In 2012, Nevsun attempted to expand the mine without re-engaging Segen. The Eritrean government objected, and Nevsun brought Segen back on. Segen workers are still on site at Bisha.
“Nevsun has allowed itself to be bullied by its own local contractor, which has the backing of the Eritrean government, and it shouldn’t accept this state of affairs,” Albin-Lackey said. “This should be a lesson to other mining firms working in Eritrea – if they wait until there is a problem to address the human rights risks of working there, it may well be too late.”
Unfortunately, it appears that other companies are moving ahead with mining projects without addressing these risks. Human Rights Watch interviewed the CEO of Australia’s South Boulder Mines, which is on the verge of developing a $1 billion potash mine in Eritrea. The CEO acknowledged that the company has done no assessment of the potential human rights risks involved with the project, including the potential risk of the use of forced labor.
The Canadian firm Sunridge Gold, which is also working on plans to develop a mine in Eritrea, did not respond to requests to discuss the issue of forced labor and other human rights abuses. The newest entry into the mining scene is China SFECO, a Shanghai-based conglomerate that recently purchased a controlling interest in another mining project from Australia’s Chalice Gold.

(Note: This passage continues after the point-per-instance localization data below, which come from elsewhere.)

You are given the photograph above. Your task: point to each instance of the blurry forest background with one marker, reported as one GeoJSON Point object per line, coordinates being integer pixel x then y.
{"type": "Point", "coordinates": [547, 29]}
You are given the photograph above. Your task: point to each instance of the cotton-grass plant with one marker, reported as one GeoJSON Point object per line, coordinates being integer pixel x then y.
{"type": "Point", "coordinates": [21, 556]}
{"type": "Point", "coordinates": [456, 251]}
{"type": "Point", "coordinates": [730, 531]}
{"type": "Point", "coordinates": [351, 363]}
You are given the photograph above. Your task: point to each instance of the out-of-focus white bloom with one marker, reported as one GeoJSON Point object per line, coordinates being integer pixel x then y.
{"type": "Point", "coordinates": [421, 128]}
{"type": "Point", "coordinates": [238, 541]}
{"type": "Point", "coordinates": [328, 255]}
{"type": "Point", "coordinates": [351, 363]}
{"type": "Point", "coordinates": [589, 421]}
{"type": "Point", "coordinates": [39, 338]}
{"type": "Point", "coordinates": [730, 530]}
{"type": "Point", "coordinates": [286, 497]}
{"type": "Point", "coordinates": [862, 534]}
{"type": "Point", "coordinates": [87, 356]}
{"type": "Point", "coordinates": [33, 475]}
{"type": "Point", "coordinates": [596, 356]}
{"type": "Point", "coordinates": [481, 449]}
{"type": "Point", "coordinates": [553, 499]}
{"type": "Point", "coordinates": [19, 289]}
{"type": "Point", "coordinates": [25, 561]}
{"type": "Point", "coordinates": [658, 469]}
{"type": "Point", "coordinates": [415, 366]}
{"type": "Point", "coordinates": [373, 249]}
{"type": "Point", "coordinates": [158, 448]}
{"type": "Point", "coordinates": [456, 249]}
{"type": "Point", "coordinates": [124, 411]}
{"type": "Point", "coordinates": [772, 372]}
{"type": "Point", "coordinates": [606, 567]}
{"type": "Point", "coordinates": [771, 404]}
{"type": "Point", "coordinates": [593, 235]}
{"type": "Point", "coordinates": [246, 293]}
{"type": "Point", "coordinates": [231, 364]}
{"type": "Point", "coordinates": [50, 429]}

Based on the Bisha experience, the greatest risk of abuse may occur during the construction phase of these projects. Nevsun has also acquired the rights to another deposit near its Bisha site which, if it turns out to be commercially viable, could involve more construction or infrastructure work.
Mining firms that want to work in Eritrea should refuse to work with any contractor implicated in the use of forced labor, and insist on the right to investigate any and all allegations of abuse connected to their operations, Human Rights Watch said.
All mining firms working in Eritrea should undertake human rights due diligence activity to identify and mitigate the full range of risks posed by the projects they plan to undertake. The importance of human rights due diligence is heavily emphasized by the United Nations-endorsed Guiding Principles on Business and Human Rights, which have been widely accepted as a legitimate benchmark of responsible corporate behavior.
Once projects are under way, companies should keep a close eye on events in the field to make sure that their project is not moving forward through forced labor or other abuses. Companies should insist on unfettered, independent access to all workers at their mine site and the right to fire local contractors that are credibly implicated in abuse.
The home governments of multinational mining companies should regulate and monitor the human rights practices of domestically based companies when they operate in high-risk environments like Eritrea, Human Rights Watch said. The governments should press these companies to uphold high standards and to investigate alleged abuses in their foreign operations. No country currently monitors the extraterritorial human rights performance of its companies except in certain narrow contexts, such as investment in Burma.
“It is negligent for mining companies to ignore the risks of forced labor that clearly exist in Eritrea,” Albin-Lackey said. “It is also long past time for these companies’ home governments to make their overseas human rights records an issue of domestic concern.”